What's your personal gauge on how far to push that aspect of it and when to pull back?
For us, I don't know that we're out to titillate explicitly. But at the same time, I don't want to shy away from our characters being able to have sex lives. I just want to do it with specificity, so it's rooted in the character.
It seems like we're coming out of a period where that really has been absent from TV and movies.
Well, first of all, it's really fun to be able to have your characters engage in the whole gamut, and not just violence. I think sex is also very visceral, and we don't want to shy away from it. We want to have it be another layer to the storytelling.

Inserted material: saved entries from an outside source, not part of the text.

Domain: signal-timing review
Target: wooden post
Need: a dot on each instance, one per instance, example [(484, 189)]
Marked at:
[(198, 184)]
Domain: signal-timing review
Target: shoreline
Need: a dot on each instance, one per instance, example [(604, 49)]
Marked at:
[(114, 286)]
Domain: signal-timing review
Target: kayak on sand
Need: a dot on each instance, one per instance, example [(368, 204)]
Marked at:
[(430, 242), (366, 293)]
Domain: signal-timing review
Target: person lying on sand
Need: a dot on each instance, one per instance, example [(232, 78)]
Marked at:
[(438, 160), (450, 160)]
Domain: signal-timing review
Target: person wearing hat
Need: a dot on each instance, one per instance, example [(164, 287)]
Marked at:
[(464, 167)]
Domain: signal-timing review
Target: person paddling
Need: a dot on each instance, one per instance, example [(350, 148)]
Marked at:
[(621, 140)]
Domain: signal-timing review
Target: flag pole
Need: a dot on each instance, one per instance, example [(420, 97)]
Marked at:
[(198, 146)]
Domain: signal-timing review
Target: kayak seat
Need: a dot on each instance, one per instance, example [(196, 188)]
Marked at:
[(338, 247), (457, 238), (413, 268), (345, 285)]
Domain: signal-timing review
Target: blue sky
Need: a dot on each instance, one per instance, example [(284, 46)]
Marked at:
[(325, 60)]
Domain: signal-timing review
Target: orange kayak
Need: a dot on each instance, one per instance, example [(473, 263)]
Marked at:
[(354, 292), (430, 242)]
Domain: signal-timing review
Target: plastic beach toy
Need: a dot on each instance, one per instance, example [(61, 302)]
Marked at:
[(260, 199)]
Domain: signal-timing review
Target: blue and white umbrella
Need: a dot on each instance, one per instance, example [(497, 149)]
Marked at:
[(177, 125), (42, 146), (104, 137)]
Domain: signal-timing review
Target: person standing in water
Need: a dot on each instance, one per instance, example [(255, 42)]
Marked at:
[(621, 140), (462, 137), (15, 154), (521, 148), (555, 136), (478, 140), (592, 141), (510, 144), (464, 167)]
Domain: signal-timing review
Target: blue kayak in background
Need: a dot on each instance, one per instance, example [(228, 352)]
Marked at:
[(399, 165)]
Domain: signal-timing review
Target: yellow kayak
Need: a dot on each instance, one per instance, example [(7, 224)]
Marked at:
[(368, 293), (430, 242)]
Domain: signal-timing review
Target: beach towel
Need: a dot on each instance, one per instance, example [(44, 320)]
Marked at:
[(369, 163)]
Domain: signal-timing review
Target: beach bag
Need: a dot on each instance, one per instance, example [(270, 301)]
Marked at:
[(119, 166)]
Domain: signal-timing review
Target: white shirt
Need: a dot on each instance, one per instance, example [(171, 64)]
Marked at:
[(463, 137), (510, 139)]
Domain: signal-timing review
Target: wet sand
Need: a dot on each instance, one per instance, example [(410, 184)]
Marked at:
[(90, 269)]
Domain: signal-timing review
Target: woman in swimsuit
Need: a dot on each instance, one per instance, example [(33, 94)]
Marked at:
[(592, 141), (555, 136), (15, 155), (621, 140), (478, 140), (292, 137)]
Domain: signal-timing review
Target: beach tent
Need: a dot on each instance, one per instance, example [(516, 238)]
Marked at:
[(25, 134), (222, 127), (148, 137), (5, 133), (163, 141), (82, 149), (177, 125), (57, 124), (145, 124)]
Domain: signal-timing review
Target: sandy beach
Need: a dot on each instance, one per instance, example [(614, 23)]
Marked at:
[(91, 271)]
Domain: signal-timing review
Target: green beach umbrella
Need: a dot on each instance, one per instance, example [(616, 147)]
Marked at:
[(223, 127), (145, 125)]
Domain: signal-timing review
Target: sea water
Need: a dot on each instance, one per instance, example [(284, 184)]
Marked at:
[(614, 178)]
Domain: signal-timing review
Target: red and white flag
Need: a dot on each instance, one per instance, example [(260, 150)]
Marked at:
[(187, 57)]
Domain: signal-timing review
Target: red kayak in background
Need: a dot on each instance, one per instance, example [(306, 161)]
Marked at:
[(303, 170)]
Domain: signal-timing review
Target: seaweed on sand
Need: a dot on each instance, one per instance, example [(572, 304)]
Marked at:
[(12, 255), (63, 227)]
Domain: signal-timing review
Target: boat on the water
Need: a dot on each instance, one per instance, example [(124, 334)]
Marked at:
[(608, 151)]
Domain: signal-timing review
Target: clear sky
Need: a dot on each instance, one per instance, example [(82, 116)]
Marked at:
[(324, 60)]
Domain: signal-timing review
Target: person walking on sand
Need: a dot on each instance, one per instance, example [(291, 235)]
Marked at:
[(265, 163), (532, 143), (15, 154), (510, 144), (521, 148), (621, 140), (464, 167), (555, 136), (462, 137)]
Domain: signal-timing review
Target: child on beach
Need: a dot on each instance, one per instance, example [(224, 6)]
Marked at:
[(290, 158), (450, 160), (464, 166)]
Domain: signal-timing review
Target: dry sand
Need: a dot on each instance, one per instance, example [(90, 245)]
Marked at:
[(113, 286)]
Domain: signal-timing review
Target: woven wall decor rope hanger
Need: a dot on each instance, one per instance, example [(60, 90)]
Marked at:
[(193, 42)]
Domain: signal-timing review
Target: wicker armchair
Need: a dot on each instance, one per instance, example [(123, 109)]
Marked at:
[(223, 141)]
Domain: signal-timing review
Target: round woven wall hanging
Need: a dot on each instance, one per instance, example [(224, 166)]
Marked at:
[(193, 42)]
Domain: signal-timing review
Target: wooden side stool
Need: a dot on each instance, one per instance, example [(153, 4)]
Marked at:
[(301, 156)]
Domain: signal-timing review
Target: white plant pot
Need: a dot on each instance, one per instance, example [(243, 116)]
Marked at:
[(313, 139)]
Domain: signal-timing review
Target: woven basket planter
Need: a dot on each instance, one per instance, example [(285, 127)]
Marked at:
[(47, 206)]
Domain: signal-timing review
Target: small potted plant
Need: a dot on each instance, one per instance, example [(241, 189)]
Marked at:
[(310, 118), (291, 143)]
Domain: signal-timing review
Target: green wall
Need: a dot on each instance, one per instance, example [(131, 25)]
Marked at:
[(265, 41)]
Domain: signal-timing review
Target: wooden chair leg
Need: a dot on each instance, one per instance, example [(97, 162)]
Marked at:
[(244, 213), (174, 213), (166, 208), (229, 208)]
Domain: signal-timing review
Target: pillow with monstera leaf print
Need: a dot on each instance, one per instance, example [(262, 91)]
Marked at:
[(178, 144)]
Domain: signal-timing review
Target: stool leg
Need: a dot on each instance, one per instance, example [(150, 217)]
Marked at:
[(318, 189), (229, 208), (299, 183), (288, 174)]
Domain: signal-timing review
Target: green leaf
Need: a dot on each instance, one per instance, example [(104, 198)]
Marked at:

You even found a unique way to create a Dune love scene, involving the personal force fields used for hand-to-hand combat. Princess Ynez (Sarah-Sofie Boussnina) has a very intense moment with her trainer, Keiran Atreides (Chris Mason). In the Dune lore, if you strike the shield, it blocks you—but if you move against it slowly, you can get through.
I thought it's very fun to have this princess who has so many feelings and is going to express them through her training. In some ways she communicates more freely through her sword play, and that is something that transpires between those two characters. They obviously have a lot of feelings for each other, so it felt like a natural moment to enjoy the technology and also give into a different kind of moment.